12 responses to “Open Schools and Students Will Return. Maybe.”

  1. I expect the private/home school movement will accelerate even as the COVID situation returns to “normal.” Consider:

    * Steady erosion of academic standards and accountability
    * Teaching white kids to feel guilty about white privilege and white fragility
    * Discriminating against Asian kids in governors’ schools

    What’s next? Proclaiming that grades are racist? That teaching “standard English” is racist? It’s happening elsewhere.

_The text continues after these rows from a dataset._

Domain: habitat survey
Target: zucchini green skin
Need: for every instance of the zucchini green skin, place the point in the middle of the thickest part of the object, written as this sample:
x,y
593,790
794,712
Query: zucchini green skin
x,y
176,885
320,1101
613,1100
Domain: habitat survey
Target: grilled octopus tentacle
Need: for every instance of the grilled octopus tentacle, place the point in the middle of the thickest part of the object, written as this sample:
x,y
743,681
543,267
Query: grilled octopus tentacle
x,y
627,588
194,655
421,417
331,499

How long until avante garde progressive thinking reaches Virginia?

    Parents of all races will seek to escape this all-consuming madness by finding educational alternatives for their children.

    1. djrippert Avatar

      “Parents of all races will seek to escape this all-consuming madness by finding educational alternatives for their children.”

      True, although the economically better off white and Asian-American parents will be more likely to be able to afford educational alternatives.

      Ralph Northam and public school teachers’ unions: architects of structural racism.

    2. sherlockj Avatar

      “What’s next? Proclaiming that grades are racist?”

      It’s already here. See Albemarle County Schools new grading policy.

  2. ksmith8953 Avatar
    ksmith8953

    Couldn’t agree more! This is why public school choice should not be ignored. Who gets paid more for doing less? My utility bills are going up due to the brilliant move by legislators in the appropriations budget to help pay for unpaid bills due to COVID, but schools are complaining they will go broke? 37,000 students is really small. Split that into 133 school districts by the appropriate distribution, 37,000:1,245,619 (per google as number of students in public schools) or 3%. That isn’t factoring in CARES Money. Really? Stop crying, start teaching.

    1. Steve Haner Avatar
      Steve Haner

      Ooodles of extra money heading toward the schools in the new amended budget, mostly from CARES. Meaning paid for by debt on our grandkids….

      Hey, over the weekend I noticed the VDH outbreaks website recorded its first COVID death due to a K-12 outbreak. Student, faculty or staff? Not noted. But the death toll “in the schools” is no longer zero. I’m sure we’ll hear more…

      And a key point: The teachers who are doing this by virtual means, or doing that hybrid with both virtual and in-class, are probably working harder than they did a year ago. My wife’s been with the all-virtual second grader most days of the week, and recognizes the extra burden being put on those teachers.

      1. sherlockj Avatar

        So should Pam Northam, a teacher.

      2. The K-12 death is the usual delayed VDH outbreak posting of the 9/18 Southside Health District adolescent’s death. There are no other deaths recorded in the datasets for ages 10-19.

        1. VDH changed their minds in today’s report. The death report, two outbreaks and 3 cases were removed from K-12. Two outbreaks and 4 cases were added to Childcare Settings.

  3. djrippert Avatar

    It would be interesting to see which virtual school districts require the teachers to drive to the school to teach from classrooms and which allow the teachers to teach from home. In a transportation hellhole like Fairfax County working from home to avoid the commute would be a big inducement. I don’t know what the policy in Fairfax is.

  4. Nancy_Naive Avatar
    Nancy_Naive

    Meh, it’s just the flu… except it destroys organ tissue, but don’t sweat the long-haul effects. It’s said you use less than 10% of your brain, so surely 20% of a heart or pancreas will suffice too.

    1. Yes, the world would have been much better off if China had acted responsibly by being honest and allowing assistance to contain the outbreak early on. Instead they deliberately lied about it and allowed infected people from Wuhan to travel internationally even after they had restricted travel within China.

      But China showed that it’s an adversary to the civilized world and we’re left with less than ideal choices to be sure. Right now, however, many families are facing the worst of both worlds. Their children aren’t getting the benefit of in-person instruction, but they are going off to child care every day so the parents can work. Many times the child care is housed in the very schools where they should be receiving in-person instruction.